Katoa’s new deal a reward for perseverance
It may not have ended in the result he would have liked, but Sione Katoa’s first run-out game in just his third NRL appearance, capped a great week for the 22-year old former Junior Kiwi and current Tongan international, having recently re-signed with the club until the end of 2019.
The hooker said it was an easy decision to remain the club given the security it provides for his young family as well as wanting to remain playing alongside the core group of players that have made it to the NRL side since being a member of the 2015 Holden Cup winning squad.
“It’s good for me and my family as we now know we are settled,” Katoa told Nepean News.
“They’ve (the club) done a lot for me and my family so it’s good to know I’ll be here for another two years.
“Also there’s a pretty good young group of us coming through here with heaps of talent that I’ve come through (Under) 20s and ISP with so it was pretty easy for me to decide to stay on.”

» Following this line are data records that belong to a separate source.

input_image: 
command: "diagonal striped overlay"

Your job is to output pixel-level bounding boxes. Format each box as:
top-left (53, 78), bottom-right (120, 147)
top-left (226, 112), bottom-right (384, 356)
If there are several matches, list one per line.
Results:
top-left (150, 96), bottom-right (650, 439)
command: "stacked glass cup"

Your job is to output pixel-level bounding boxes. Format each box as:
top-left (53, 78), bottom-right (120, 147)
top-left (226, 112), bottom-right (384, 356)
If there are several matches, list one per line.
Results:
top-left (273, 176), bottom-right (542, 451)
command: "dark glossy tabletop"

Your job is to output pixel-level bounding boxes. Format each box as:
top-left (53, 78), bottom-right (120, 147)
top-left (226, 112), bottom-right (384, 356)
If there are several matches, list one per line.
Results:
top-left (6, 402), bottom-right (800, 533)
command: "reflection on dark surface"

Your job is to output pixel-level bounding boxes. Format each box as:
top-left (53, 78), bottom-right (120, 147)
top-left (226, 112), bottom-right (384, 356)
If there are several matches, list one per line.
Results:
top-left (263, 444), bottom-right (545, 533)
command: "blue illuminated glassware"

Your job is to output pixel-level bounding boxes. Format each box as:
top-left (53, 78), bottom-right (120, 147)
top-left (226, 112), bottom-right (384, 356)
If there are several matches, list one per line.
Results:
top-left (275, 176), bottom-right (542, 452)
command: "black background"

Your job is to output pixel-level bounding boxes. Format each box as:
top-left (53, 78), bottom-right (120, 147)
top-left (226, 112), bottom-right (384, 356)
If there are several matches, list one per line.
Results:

The deal in itself reflects just how far Katoa has come, given that by his own admission he came into 2017 with plenty to prove after having a poor 2016 season where ill-discipline hampered his form.
But with the help of his coaches Garth Brennan, who rewarded the hooker with the Intrust Super Premiership captaincy on the back of a strong pre-season, along with Anthony Griffin, Katoa had renewed belief that his form would result in being elevated to the top grade once again, having made his NRL debut against Newcastle nearly two years earlier.
“It’s came down to me having a big pre-season and then just playing good footy during the year, playing off the back of the ISP boys and then getting the rewards to play up here with the big boys,” Katoa said.
“They (Brennan and Griffin) have been a big part of my improvement from 2016.
“They’ve been positive, always giving me tips on what I need to work on and I’m looking to taking my game further over the next two years, with these two coaches.”
Photos: 77 Media
Katoa also admitted there was a big difference in playing a full game in the NRL to what he had experienced in his previous two appearances, but despite the result relished the opportunity to do so.
“Hook spoke to me and said that he wanted me to be that 80 minute hooker out there especially if I want to continue playing first grade," Katoa said.
“My other two (games) I probably played about forty (minutes) max.
“But while the result was disappointing, it was really good test for me out there and I took it with both hands."
Having now re-signed for another two years, Katoa is under no illusion that competition for that first grade hooking role remains as fierce as ever, battling alongside the likes of Rein and the injured Peter Wallace.
But it’s a challenge Katoa is willing to accept despite being equally at home in other playing positions.
“I can cover a lot of positions like lock, back-row, halves,” Katoa declared.
“But for me hooker is still my number one preferred position.
“Ultimately I want to be playing first grade and be playing as hooker.”
Despite the competition for that hooking spot, Katoa says there is plenty to gain from playing with the likes of Rein and Wallace and is grateful for the advice and guidance afforded to him by the experienced pair.
“They’ve been really helpful just teaching me a few tips and guiding me off the field as well,” Katoa said.
“(Especially) to stay composed especially when times get tough.
“The forwards look to you to get them rolling so that’s probably the main one.
“They’re two massive people I look up to as a hooker and have done it all (in the game) and they’ve been really good for me."